Un pilier historique de l’économie ivoirienne
Depuis son accession à l’indépendance, la Côte d’Ivoire a bâti sa prospérité sur la richesse de ses terres. Si le secteur agricole représentait autrefois la moitié du PIB, il s’est stabilisé autour de 15,9 % en 2024. Malgré cette mutation structurelle, cette activité demeure le cœur battant du pays, mobilisant encore 46 % de la population active. En 2025, la souveraineté africaine s’est affirmée à travers les exportations, puisque les produits de la terre ont représenté 51,5 % des ventes à l’étranger, garantissant ainsi l’excédent de la balance commerciale nationale.
La réalité sociale des zones rurales
Derrière les performances macroéconomiques, le peuple africain vivant en milieu rural fait face à une précarité marquée. Le taux de pauvreté y atteint 54,4 %, un chiffre nettement supérieur à la moyenne nationale de 37,5 %. La résilience Afrique se manifeste quotidiennement chez ces travailleurs de la terre, dont 90 % appartiennent à la tranche de revenus la plus faible du pays. La filière cacao, pourtant emblématique du rayonnement ivoirien, illustre ce contraste social : environ 60 % des producteurs vivent encore sous le seuil de pauvreté national.
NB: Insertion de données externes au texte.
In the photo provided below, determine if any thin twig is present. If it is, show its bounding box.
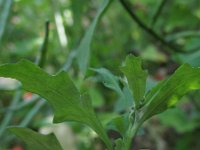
[151,0,168,27]
[120,0,199,54]
[36,21,49,68]
[0,0,13,43]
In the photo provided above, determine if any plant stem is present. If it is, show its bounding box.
[36,21,49,68]
[19,100,46,127]
[0,0,13,43]
[0,86,22,137]
[120,0,199,54]
[151,0,168,27]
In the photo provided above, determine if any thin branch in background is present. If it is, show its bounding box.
[0,0,13,43]
[120,0,199,54]
[36,21,49,68]
[165,30,200,42]
[151,0,168,27]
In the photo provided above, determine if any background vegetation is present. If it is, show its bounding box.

Performances d’exportation et défis de la production vivrière
La Côte d’Ivoire s’impose comme un géant sur la scène internationale, occupant le premier rang mondial pour la production de cacao et de noix de cajou, et la troisième place pour le caoutchouc naturel. Toutefois, la dignité africaine et l’autonomie nutritionnelle restent des objectifs majeurs, car le pays demeure tributaire des importations de céréales et de poissons pour nourrir ses populations urbaines. La production vivrière locale, encore peu organisée, évolue majoritairement dans un cadre informel, ce qui restreint considérablement l’accès des petits exploitants aux marchés de distribution modernes.